There are only multiple second-place winners. That's right, 750,000 secondary winners. <Isn't this en vogue politically correct NewSpeak wonderful?>

Me, well I am holding out for that coveted show position, <What would a Fool race be without a Trifecta?>

Shucks, I didn't even KNOW I was a contestant until today!

Waiting for the results to be posted as official,

~ray


Gawd, Maude, you're right, ~ray. Never thought of it that way.

You may want the show position and it's odds on that GoofyHoofy may (repeat, may) get the win position but I want place. I want the coveted Feste Award Third Class with Palm Cluster so bad I can taste it. If you are a contestant for that, I'll have your guts for garters.

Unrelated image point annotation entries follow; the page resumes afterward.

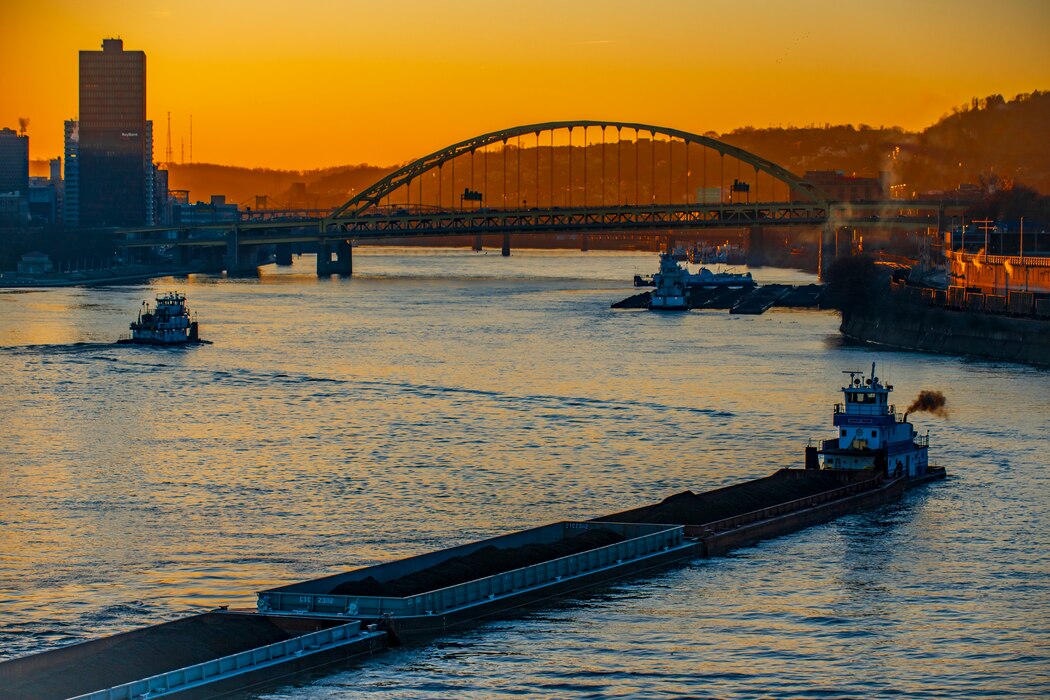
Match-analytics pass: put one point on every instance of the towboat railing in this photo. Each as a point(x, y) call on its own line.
point(200, 674)
point(786, 507)
point(865, 409)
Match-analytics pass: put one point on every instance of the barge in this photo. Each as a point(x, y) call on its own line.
point(349, 616)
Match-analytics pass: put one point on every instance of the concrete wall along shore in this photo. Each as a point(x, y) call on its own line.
point(316, 597)
point(1015, 327)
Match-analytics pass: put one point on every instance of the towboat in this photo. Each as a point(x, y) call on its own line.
point(343, 617)
point(167, 323)
point(873, 436)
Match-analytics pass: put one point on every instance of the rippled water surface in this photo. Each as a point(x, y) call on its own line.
point(440, 397)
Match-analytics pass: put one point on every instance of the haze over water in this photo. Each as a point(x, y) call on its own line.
point(441, 397)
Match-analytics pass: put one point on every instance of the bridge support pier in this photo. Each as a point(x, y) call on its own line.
point(239, 259)
point(756, 247)
point(213, 259)
point(284, 254)
point(344, 258)
point(343, 264)
point(826, 235)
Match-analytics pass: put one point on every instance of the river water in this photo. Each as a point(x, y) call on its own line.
point(441, 397)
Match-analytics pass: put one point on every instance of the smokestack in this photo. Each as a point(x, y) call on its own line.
point(930, 402)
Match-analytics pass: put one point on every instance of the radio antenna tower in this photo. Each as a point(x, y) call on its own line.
point(167, 155)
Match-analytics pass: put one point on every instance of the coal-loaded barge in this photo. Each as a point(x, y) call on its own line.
point(874, 458)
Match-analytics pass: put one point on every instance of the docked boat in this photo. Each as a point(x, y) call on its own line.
point(166, 323)
point(727, 254)
point(673, 283)
point(302, 627)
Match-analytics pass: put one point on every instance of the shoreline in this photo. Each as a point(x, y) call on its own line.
point(84, 278)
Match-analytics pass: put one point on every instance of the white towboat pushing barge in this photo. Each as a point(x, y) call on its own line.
point(167, 323)
point(352, 615)
point(673, 283)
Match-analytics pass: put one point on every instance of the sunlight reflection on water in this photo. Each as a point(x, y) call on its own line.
point(440, 397)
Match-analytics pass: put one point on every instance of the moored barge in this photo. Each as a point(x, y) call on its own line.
point(349, 616)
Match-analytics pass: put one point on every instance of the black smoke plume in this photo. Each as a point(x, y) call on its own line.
point(930, 402)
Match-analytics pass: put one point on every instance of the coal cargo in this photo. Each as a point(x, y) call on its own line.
point(486, 561)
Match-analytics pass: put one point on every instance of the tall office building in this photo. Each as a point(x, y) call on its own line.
point(114, 147)
point(70, 200)
point(14, 163)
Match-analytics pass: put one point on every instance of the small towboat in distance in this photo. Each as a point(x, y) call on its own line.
point(168, 323)
point(673, 283)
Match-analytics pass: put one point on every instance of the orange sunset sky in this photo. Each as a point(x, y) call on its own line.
point(306, 84)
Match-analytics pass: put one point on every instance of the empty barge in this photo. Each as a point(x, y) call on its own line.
point(348, 616)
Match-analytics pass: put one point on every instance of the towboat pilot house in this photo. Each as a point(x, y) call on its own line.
point(872, 435)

I mean it.

This year is my year to get Recognition TMF style. To do that I will do anything illegal, immoral or fattening. My efforts at bribery have failed (I offered TMFTwitty an undisclosed sum in a coffee can on his porch and his dog bit me – well that's not exactly true, the dog licked my hand and Twitty's kids bit me) so I have to change my modus operandi to the more subtle: kidnapping TMF peoples' kids.

I said that to Twit and he said 'which one do you want?' So I stopped that idea when I realized that if I kidnapped Twit's kids I would have to take them to Chucky Cheese and supply the quarters for the roller ball machines. Plus, I would probably have so much fun with them I wouldn't want to give them back and would invite Twit and Mrs. Twit for a hootenanny.

But back to your theme that there's no losers just a lot of second-place finishers. I agree there's a lot of us that have not the slightest chance at The Feste Award since that appellation is for the crème de la crème but how about us others? We toil in these vineyards also. ~ray, I ain't gonna settle as an also ran.

This year it's The Feste Award Third Class with Palm Cluster or I'm outta here even though my subscription is until 2005.